Entre catastrophisme éclairé et optimisme béat devant les miracles de l'adaptabilité des jeunes aux nouveaux usages sociaux, l'ACOP-France avait décidé de poser le curseur sur un pragmatisme réflexif, lucide et proactif. Pour illustration, la table ronde du 21 septembre réunissait, autour de la question Que nous apprennent les jeunes connectés ? Régine Pouyade, Carol Verdier et Nathalie Dupouy, psychologues au Centre d'information et d'orientation (CIO) de Saint-Brieuc, Martine Lerude, psychiatre et psychanalyste à Paris, et Benoit Lafont, développeur de jeux vidéo à Lannion.

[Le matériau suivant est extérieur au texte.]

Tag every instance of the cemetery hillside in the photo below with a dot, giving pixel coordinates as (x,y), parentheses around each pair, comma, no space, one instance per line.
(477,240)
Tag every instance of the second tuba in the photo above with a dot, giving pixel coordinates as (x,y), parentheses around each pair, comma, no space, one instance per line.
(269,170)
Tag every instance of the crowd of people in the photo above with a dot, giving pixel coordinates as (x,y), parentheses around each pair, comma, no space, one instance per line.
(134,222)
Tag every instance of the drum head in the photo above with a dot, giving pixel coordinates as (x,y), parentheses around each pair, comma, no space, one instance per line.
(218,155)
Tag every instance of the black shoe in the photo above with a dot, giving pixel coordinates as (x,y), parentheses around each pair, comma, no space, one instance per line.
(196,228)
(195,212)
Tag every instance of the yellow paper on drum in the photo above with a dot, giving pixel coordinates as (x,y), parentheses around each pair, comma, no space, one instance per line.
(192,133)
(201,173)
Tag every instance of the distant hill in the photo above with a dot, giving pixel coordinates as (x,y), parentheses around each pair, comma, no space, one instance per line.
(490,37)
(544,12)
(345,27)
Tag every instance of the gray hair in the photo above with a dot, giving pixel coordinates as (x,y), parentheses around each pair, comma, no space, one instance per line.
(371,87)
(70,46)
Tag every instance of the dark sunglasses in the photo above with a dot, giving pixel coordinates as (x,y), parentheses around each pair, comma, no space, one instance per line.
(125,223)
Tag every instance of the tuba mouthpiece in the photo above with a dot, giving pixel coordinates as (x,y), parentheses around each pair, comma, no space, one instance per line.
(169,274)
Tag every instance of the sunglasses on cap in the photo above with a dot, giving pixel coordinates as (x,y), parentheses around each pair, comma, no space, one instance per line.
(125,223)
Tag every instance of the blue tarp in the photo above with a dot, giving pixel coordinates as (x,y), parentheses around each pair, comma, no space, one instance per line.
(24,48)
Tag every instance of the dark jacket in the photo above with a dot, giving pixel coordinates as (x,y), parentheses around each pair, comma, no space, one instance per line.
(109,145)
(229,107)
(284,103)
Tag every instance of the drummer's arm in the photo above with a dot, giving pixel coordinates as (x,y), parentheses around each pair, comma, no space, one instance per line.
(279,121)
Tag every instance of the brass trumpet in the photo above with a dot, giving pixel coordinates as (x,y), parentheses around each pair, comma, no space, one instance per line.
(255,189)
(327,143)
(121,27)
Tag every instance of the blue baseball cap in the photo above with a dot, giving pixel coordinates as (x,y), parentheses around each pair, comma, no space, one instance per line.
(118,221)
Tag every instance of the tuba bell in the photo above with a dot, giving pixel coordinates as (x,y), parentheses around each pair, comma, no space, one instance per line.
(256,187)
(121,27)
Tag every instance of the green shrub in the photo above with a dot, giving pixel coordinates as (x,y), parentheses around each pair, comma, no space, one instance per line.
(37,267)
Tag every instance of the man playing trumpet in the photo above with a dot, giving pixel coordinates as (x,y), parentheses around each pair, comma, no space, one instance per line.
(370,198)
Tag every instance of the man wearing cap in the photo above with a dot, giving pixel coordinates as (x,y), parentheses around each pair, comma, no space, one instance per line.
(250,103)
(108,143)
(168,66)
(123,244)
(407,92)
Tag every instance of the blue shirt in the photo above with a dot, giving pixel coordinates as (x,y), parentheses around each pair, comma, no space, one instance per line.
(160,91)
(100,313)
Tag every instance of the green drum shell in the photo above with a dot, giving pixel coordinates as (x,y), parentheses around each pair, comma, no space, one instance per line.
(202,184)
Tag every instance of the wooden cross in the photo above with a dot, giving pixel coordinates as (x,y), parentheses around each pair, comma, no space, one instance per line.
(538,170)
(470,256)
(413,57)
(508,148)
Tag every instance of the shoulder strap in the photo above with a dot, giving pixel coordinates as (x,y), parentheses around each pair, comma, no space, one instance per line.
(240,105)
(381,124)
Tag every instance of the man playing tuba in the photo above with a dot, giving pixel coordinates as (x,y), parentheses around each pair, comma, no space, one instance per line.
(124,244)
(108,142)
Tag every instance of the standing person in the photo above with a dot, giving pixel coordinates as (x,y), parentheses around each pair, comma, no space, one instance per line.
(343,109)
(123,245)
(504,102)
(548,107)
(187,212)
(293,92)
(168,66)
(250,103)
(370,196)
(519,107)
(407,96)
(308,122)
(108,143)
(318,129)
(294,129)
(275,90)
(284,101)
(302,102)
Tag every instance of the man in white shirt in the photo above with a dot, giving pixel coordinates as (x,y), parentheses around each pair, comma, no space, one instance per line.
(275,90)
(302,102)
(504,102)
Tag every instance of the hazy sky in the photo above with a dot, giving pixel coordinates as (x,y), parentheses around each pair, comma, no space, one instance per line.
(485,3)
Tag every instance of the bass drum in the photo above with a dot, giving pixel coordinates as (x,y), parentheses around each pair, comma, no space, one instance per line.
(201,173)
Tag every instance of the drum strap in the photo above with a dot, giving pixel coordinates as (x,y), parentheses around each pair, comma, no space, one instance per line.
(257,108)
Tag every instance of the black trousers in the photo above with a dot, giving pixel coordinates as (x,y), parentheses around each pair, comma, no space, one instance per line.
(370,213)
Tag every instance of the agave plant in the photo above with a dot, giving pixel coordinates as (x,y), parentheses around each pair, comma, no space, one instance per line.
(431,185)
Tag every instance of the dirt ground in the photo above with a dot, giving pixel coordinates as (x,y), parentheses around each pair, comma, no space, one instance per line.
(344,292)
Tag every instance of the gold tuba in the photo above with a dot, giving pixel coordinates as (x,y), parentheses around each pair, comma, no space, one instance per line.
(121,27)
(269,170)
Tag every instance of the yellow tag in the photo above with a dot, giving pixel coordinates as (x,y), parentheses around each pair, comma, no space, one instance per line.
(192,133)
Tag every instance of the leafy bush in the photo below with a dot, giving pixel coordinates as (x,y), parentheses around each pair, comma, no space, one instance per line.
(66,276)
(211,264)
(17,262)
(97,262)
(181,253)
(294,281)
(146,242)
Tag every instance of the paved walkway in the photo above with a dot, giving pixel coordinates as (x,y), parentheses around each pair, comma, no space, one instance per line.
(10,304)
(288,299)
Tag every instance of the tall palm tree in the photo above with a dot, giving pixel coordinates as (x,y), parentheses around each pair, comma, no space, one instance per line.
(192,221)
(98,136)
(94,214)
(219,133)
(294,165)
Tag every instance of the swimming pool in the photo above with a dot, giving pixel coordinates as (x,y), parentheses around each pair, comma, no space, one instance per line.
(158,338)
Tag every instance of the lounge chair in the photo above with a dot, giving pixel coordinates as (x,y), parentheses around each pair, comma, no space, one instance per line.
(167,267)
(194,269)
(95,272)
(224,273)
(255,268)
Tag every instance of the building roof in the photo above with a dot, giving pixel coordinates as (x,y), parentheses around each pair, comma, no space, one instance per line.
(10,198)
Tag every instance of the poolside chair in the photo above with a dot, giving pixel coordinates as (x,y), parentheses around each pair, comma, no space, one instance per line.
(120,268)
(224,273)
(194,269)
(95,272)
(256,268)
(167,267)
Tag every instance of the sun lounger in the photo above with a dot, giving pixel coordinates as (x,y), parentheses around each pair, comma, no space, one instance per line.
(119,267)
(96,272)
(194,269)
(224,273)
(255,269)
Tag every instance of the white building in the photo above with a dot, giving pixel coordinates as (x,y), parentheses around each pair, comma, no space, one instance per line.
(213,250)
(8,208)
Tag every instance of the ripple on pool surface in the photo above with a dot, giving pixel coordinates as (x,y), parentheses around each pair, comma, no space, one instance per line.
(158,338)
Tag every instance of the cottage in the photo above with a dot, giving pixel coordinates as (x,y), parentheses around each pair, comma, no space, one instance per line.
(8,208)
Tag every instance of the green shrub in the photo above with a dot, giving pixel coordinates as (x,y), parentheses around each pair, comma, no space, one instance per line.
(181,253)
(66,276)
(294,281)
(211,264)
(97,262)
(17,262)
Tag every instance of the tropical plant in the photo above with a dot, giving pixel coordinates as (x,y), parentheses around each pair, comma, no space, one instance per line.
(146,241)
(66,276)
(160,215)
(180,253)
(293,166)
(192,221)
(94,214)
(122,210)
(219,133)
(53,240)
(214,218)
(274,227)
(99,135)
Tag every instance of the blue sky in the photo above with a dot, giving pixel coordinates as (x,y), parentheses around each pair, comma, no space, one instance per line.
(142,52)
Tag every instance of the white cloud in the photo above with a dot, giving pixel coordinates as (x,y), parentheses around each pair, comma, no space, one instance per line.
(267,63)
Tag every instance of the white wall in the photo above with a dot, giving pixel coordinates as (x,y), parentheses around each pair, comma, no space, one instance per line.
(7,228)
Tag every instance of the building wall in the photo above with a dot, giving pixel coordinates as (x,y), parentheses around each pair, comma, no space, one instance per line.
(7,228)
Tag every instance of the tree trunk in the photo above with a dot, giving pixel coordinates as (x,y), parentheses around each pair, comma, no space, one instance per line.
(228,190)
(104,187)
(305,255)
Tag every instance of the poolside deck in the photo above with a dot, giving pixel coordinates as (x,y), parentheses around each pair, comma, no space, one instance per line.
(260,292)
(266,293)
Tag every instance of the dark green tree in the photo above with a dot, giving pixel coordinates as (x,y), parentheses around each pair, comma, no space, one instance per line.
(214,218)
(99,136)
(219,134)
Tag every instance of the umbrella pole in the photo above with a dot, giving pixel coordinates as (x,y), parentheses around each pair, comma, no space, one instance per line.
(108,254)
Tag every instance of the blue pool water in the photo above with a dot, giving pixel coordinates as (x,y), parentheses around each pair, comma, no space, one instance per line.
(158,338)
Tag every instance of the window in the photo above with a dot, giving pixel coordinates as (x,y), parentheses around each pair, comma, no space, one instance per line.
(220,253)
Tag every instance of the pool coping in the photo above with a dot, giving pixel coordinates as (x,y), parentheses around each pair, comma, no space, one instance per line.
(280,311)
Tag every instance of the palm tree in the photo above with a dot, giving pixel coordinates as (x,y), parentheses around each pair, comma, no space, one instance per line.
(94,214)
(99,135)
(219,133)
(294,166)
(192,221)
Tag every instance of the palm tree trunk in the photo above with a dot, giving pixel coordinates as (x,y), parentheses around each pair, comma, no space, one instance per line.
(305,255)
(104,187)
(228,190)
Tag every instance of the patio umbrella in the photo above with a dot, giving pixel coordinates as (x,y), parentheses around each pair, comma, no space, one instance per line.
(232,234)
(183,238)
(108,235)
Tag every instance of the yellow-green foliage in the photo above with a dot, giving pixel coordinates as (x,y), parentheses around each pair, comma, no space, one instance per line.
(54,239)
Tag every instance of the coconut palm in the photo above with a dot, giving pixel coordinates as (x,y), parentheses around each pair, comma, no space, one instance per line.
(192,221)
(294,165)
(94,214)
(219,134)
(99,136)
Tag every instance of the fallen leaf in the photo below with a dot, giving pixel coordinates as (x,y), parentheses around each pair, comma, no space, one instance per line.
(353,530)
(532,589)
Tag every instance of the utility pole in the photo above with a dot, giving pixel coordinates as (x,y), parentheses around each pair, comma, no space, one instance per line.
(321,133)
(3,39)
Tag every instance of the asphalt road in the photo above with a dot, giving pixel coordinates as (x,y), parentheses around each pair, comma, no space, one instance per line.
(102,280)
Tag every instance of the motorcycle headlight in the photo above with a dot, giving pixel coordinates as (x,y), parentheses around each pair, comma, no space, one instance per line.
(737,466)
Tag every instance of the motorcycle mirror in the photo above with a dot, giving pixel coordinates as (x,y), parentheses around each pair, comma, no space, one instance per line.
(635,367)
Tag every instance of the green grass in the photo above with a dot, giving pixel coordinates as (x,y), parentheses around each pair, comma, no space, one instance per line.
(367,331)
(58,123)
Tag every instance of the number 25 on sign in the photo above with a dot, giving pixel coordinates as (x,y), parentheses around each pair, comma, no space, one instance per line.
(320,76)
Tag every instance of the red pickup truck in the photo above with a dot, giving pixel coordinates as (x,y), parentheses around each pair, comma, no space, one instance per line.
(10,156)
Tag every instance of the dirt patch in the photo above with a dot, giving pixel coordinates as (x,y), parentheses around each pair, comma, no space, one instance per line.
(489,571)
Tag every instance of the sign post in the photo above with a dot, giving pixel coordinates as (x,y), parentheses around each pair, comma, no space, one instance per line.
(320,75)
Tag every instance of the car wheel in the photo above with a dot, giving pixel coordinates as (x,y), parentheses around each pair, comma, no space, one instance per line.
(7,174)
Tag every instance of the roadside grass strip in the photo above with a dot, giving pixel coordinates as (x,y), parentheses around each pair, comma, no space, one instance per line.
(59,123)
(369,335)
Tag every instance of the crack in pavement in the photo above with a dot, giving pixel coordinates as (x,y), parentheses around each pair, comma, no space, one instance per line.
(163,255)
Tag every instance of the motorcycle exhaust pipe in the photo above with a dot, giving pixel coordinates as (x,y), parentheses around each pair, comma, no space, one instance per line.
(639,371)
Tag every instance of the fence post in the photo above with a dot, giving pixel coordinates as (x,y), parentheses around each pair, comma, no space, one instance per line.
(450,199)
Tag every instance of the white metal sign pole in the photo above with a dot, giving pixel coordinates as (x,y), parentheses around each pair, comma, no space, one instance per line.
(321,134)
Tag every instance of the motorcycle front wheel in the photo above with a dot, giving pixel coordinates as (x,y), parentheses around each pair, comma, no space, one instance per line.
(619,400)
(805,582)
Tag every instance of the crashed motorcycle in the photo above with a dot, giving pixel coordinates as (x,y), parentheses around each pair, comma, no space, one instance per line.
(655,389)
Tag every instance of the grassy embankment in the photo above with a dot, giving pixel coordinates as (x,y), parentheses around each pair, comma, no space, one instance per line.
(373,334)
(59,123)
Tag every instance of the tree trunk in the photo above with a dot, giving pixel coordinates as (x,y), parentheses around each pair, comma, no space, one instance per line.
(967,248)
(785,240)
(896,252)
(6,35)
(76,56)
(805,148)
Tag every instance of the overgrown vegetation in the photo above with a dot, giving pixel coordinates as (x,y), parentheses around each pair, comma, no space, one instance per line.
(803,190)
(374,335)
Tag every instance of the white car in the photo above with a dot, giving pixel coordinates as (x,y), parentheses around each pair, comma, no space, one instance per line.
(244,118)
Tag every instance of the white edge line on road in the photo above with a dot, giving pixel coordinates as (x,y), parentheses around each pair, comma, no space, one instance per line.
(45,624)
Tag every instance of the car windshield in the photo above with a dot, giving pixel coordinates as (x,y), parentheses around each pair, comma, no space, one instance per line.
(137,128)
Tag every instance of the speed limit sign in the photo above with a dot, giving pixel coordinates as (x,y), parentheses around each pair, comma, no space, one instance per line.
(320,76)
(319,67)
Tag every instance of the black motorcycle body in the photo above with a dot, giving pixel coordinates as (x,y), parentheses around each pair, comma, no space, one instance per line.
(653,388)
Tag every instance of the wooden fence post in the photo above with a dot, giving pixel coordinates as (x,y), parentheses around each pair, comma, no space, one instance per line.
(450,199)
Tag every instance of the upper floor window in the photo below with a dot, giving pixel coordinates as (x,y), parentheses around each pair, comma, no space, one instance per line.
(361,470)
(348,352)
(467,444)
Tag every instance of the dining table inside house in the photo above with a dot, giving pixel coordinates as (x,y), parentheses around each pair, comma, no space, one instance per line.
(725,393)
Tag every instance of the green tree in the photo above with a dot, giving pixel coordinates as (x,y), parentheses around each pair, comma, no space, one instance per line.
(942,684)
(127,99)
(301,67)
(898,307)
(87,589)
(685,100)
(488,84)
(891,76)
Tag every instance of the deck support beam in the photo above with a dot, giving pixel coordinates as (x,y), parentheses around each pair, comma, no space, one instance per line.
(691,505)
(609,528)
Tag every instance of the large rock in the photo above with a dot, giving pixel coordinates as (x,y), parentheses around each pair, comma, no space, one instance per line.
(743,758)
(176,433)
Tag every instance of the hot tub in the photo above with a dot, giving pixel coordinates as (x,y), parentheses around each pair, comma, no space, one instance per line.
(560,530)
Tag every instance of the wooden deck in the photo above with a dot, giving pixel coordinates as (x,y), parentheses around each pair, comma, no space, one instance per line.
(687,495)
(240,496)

Le cas spécifique des jeux en ligne a été traité par les intervenants, ce qui en a fait sa grande richesse et son caractère inédit.

Que nous apprennent les jeunes connectés ?

Fascination ou réflexion adolescente pour les jeux en ligne ? Dans les interviews réalisées quelques semaines avant le congrès par les psychologues du CIO de Saint-Brieuc, la force de la réflexivité et de la lucidité des ados m'a frappé.

Extraits :

Nous les adolescents, on ne sait pas ce que représente le temps passé devant les écrans, il nous faut des adultes qui nous donnent des limites... Dans les jeux en ligne, on peut se faire des amis virtuels, on peut s'identifier à d'autres personnes... Il y a quand même des différences entre la vie normale et la vie dans les vidéos... Dans ma chambre, je passe mon temps à jouer, quand je joue, on ne me juge pas, on ne peut pas me voir (Jeune fille, 14 ans)... Sur Internet, je crée des choses avec d'autres personnes rencontrées par hasard sur Internet, j'y passe toutes mes soirées, je suis administrateur d'un service de jeux en ligne (Ewen, 16 ans)... Je passe beaucoup de temps sur les réseaux sociaux , je parle avec des amies, ce qu'elles font de leur vie, cela me prend beaucoup de temps, mais je suis seule (Célia, 13 ans)...

Qu'est-ce que tu fais avec ton jeu ?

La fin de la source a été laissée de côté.